摩羅耶山という牛の頭に似た山から出る栴檀(せんだん)が熱病に効くのでこの栴檀を牛頭と呼び、山を牛頭山と称し、鎮座する神様を牛頭天王とする防疫信仰が生まれた。

蔵王陀羅尼経(ざおうだらにきょう)には「癘鬼(れいき)を縛撃(ばくげき)し、疫難(えきなん)を禳除(じょうじょ)す」とあり、神道集では牛頭天王は天刑星、武塔天神、天道神とされ、天刑星は道教の神で疫神をとってくうとされる。

一方、北天竺の大王は黄牛の顔で鋭い角があり牛頭天王といわれ、南海の龍王の第三王女を妻にせよ、との天示により旅に出たところ、南天竺の巨旦(こたん)大王の国で一夜の宿を乞うたが断られ、奴婢の娘に教えられた蘇民将来のところへ行くと、貧しいながらも精一杯のもてなしを受けた。無事、龍宮に着き、妻を娶り、八王子を得た牛頭天王は巨旦大王を滅ぼしに行き、蘇民将来に「自分は行疫神となるが蘇民将来の子孫には害を与えない」と約束して防疫の方法を教えた、という行疫の伝説もある。

4.素戔鳴命(スサノオノミコト)

古事記では姉である天照大神の所有田で悪戯を行ったり、大雷雨を降らせたりする神として描かれ、日本書紀では「新羅国(しらぎのくに)に降到(あまくだ)り曽尸(ソシ)茂梨(モリ)に居(ま)します」とあり、韓国語でソシとモリはそれぞれ牛と頭を意味し、また柱と頂点をも意味し、これは鉾の形態に通ずる。また韓国江原道春川には牛頭山があり、熱病に効く栴檀を産した。

出雲国で八俣(やまた)の大蛇(おろち)を退治し、櫛稲田姫命(くしなだひめのみこと)を妻に娶り詠んだ「八雲立つ出雲八重垣妻ごめに八重垣作るその八重垣を」は、わが国最初の和歌三十一文字といわれる。

備後国風土記では南海を旅した武塔神が蘇民将来の暖かいもてなしに対し、吾はハヤスサノオ神で疫病流行の際、蘇民将来の子孫といえば免れさせる、と神約した。

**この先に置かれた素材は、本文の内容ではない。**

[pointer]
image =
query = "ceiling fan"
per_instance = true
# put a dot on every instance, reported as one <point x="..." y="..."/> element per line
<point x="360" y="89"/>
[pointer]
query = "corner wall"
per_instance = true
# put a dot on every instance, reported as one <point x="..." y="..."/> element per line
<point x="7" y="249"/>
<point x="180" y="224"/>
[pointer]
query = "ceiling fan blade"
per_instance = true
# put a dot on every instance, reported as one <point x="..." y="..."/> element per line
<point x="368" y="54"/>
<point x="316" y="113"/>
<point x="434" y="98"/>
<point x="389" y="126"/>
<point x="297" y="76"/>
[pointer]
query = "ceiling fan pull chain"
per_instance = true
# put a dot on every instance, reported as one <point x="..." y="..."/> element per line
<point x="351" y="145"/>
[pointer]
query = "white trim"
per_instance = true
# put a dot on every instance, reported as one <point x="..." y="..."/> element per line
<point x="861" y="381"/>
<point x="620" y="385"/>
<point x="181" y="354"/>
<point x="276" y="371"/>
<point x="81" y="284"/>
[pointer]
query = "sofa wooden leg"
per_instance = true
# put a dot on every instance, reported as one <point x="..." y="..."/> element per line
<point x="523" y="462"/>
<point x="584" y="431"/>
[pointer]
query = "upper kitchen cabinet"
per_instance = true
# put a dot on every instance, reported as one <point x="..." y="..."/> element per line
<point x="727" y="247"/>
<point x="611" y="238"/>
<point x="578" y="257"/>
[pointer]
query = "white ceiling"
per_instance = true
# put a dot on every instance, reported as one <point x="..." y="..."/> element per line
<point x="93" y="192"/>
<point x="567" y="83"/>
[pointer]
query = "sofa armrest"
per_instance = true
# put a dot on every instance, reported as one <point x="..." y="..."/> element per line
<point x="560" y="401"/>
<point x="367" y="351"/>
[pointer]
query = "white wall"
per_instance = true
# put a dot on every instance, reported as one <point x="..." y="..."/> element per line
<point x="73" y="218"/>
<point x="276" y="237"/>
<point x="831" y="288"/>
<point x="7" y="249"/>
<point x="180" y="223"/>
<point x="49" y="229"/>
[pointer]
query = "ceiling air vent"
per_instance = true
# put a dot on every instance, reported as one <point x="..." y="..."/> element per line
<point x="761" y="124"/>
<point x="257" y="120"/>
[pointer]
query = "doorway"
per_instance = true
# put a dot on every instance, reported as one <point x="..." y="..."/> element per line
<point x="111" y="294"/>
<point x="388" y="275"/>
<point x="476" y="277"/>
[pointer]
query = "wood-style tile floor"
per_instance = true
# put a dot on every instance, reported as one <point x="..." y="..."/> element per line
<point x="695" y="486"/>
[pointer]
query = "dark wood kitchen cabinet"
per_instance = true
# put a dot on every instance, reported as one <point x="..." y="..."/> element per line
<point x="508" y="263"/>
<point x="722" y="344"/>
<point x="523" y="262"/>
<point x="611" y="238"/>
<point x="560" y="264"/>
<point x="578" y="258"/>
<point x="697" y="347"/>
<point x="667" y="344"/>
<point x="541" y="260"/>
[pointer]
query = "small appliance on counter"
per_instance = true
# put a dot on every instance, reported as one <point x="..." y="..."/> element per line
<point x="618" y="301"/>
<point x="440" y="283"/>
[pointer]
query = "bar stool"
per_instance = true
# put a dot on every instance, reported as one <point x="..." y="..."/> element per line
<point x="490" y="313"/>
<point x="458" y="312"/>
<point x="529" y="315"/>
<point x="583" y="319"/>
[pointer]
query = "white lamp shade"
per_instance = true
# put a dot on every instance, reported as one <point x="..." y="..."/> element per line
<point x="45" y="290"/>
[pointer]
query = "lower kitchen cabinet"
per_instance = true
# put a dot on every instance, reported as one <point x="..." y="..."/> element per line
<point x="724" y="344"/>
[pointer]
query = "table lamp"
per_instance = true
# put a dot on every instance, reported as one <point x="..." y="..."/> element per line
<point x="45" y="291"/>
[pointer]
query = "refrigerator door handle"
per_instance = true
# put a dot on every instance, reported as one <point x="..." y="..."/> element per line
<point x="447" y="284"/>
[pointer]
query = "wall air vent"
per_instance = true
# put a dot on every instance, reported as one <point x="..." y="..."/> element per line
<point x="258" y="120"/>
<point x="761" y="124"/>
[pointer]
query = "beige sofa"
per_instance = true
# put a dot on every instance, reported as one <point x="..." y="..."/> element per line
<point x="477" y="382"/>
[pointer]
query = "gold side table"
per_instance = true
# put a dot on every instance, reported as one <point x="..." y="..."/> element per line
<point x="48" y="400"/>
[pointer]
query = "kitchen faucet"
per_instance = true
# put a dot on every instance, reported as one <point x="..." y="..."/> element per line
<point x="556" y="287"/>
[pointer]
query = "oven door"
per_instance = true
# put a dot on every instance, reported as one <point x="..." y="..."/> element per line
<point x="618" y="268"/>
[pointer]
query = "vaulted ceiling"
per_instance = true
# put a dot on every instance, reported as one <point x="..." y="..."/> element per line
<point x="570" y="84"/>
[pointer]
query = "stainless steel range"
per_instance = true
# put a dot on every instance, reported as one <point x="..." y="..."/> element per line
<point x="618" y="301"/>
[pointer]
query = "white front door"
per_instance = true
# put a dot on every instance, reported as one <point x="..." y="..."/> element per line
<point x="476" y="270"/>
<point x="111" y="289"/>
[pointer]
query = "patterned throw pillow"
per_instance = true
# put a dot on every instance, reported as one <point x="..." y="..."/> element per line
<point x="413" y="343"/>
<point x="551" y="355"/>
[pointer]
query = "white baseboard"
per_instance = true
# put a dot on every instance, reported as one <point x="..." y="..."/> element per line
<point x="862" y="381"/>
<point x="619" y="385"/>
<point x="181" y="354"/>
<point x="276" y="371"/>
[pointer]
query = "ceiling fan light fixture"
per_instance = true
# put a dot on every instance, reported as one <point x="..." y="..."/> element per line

伊呂波字類抄には北天竺の吉祥園の城主は牛頭天王といい、又の名を東王父を父、西王母を母の武塔天神といわれ、龍王の第三王女を后として八王子を生んだとある。

わが国の神話による素戔鳴命と牛頭天王、武塔神とは本来同一神ではないが陰陽道と混ざり、神仏習合された。